This is an automated email from the ASF dual-hosted git repository.
alamb pushed a commit to branch main
in repository https://gitbox.apache.org/repos/asf/arrow-rs.git
The following commit(s) were added to refs/heads/main by this push:
new aac969de60 ParquetPushDecoder API to clear all buffered ranges (#9624)
aac969de60 is described below
commit aac969de60c8a9c87d5face8592f657492cdff67
Author: Nathan <[email protected]>
AuthorDate: Tue Apr 7 17:11:53 2026 -0400
ParquetPushDecoder API to clear all buffered ranges (#9624)

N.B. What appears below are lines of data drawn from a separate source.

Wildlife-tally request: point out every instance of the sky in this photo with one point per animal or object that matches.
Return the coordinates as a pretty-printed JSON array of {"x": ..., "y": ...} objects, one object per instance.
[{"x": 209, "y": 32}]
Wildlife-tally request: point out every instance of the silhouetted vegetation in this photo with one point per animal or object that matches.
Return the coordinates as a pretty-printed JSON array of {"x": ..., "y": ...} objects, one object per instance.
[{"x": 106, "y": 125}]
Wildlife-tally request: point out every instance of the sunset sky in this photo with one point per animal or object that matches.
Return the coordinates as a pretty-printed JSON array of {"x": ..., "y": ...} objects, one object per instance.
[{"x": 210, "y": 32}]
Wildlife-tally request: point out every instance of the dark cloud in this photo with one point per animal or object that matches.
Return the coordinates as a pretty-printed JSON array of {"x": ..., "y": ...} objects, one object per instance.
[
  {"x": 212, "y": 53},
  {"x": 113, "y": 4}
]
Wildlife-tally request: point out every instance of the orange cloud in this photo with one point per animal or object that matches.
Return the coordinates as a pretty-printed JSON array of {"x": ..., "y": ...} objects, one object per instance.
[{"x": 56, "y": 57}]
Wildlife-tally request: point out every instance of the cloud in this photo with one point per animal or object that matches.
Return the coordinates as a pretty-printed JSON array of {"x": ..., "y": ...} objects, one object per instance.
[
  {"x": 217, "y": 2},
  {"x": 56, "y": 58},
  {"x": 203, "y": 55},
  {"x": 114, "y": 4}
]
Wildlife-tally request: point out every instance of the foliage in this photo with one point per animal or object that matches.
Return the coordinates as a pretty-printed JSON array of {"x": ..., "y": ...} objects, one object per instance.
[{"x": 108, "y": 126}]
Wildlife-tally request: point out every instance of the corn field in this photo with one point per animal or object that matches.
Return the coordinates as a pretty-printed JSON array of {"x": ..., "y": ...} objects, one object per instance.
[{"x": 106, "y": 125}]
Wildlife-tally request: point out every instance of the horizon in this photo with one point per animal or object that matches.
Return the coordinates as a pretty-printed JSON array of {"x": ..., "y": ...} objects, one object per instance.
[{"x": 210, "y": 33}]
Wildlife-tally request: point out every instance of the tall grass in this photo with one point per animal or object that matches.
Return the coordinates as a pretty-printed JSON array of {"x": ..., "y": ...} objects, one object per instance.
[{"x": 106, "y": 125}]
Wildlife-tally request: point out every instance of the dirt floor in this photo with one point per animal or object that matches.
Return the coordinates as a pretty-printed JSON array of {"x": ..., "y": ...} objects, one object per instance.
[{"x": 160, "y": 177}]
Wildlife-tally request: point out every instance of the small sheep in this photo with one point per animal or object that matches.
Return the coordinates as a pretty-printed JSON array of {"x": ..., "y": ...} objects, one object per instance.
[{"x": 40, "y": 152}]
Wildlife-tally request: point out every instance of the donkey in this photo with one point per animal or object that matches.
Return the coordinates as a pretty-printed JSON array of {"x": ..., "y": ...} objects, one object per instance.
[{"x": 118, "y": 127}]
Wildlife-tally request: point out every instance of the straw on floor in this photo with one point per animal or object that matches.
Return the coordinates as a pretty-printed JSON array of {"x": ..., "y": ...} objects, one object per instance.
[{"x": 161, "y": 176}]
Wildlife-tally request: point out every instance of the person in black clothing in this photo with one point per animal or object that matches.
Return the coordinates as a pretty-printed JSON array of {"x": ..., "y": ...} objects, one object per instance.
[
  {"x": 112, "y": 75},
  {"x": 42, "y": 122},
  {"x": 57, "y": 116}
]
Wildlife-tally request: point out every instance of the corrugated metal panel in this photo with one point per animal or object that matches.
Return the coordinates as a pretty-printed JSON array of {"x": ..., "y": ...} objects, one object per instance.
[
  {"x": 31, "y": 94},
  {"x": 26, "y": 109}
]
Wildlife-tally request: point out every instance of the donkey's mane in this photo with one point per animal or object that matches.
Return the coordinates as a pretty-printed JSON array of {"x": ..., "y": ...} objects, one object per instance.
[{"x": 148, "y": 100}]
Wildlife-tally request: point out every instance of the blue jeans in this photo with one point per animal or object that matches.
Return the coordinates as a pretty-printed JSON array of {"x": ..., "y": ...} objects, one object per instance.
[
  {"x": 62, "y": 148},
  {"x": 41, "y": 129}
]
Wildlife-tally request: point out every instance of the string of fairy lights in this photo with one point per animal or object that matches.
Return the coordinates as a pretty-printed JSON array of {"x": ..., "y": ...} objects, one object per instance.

## Which issue does this PR close?
- Closes #8676
## Rationale for this change
`ParquetPushDecoder` clears exact requested ranges, but larger
speculative pushed ranges can remain buffered in `PushBuffers`. This
adds a way for callers to explicitly release non exact ranges
## What changes are included in this PR?
This adds `release_all_ranges()`, which clears all byte ranges still
staged in the decoder's internal `PushBuffers`
## Are these changes tested?
Kinda tested. Tests added to verify the buffer is empty and verified
clearing does not interrupt the rowgroup reader
## Are there any user-facing changes?
Yes,this adds a new public `release_all_ranges()` API on
`ParquetPushDecoder`
---------
Co-authored-by: Andrew Lamb <[email protected]>
---
parquet/src/arrow/push_decoder/mod.rs | 72 ++++++++++++++++++++++
.../src/arrow/push_decoder/reader_builder/mod.rs | 5 ++
parquet/src/arrow/push_decoder/remaining.rs | 5 ++
parquet/src/util/push_buffers.rs | 7 +++
4 files changed, 89 insertions(+)
diff --git a/parquet/src/arrow/push_decoder/mod.rs
b/parquet/src/arrow/push_decoder/mod.rs
index cdb0715edb..24384471a4 100644
--- a/parquet/src/arrow/push_decoder/mod.rs
+++ b/parquet/src/arrow/push_decoder/mod.rs
@@ -365,6 +365,15 @@ impl ParquetPushDecoder {
pub fn buffered_bytes(&self) -> u64 {
self.state.buffered_bytes()
}
+
+ /// Clear any staged byte ranges currently buffered for future decode work.
+ ///
+ /// This clears byte ranges still owned by the decoder's internal
+ /// `PushBuffers`. It does not affect any data that has already been handed
+ /// off to an active [`ParquetRecordBatchReader`].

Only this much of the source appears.